April
2024

MSG revisited

As I wrote February 2024, MSG is one of the most misunderstood kitchen flavourings. It was invented in 1907 by Japanese chemist Kikunae Ikeda who boiled down cubits of kombu seaweed to extract glutamate as a savoury flavour enhancer for dashi-type broth. He coined the term umami as the 5th flavour after sweet, salty, sour and bitter. MSG's downfall began with a 1968 article in a US medical journal entitled "Chinese Restaurant Syndrome" which chronicled eater complaints of numbness of the neck, general weakness and palpitation. The paper suspected as the culprit MSG plus cooked wine and high sodium amounts.

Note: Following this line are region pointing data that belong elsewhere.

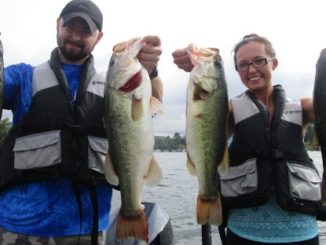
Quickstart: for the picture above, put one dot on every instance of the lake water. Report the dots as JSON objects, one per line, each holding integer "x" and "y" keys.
{"x": 177, "y": 195}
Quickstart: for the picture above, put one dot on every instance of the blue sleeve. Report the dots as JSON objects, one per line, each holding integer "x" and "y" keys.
{"x": 18, "y": 89}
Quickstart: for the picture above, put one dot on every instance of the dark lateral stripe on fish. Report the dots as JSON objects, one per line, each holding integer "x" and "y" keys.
{"x": 132, "y": 83}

MSG alas took the biggest hit in rep dissolution and the rest is history. What the vast majority of eaters and cooks still don't appreciate is that MSG derives from plants and is made by fermentation just like beer, soy sauce or yoghurt. Rather than Ikeda's kombu, today's MSG often uses other sugar-containing plants like corn or sugarcane to extract the amino acid glutamate which our bodies produce as a neuro transmitter. Glutamate occurs in carrots and onions, both base ingredients of broth. Even tomatoes and cheese contain it Seeing that our bodies produce it too, it should be the very rare individual who suffers an actual MSG allergy. Crystallized MSG contains salt so moderation as with sodium or tamari remains advisable.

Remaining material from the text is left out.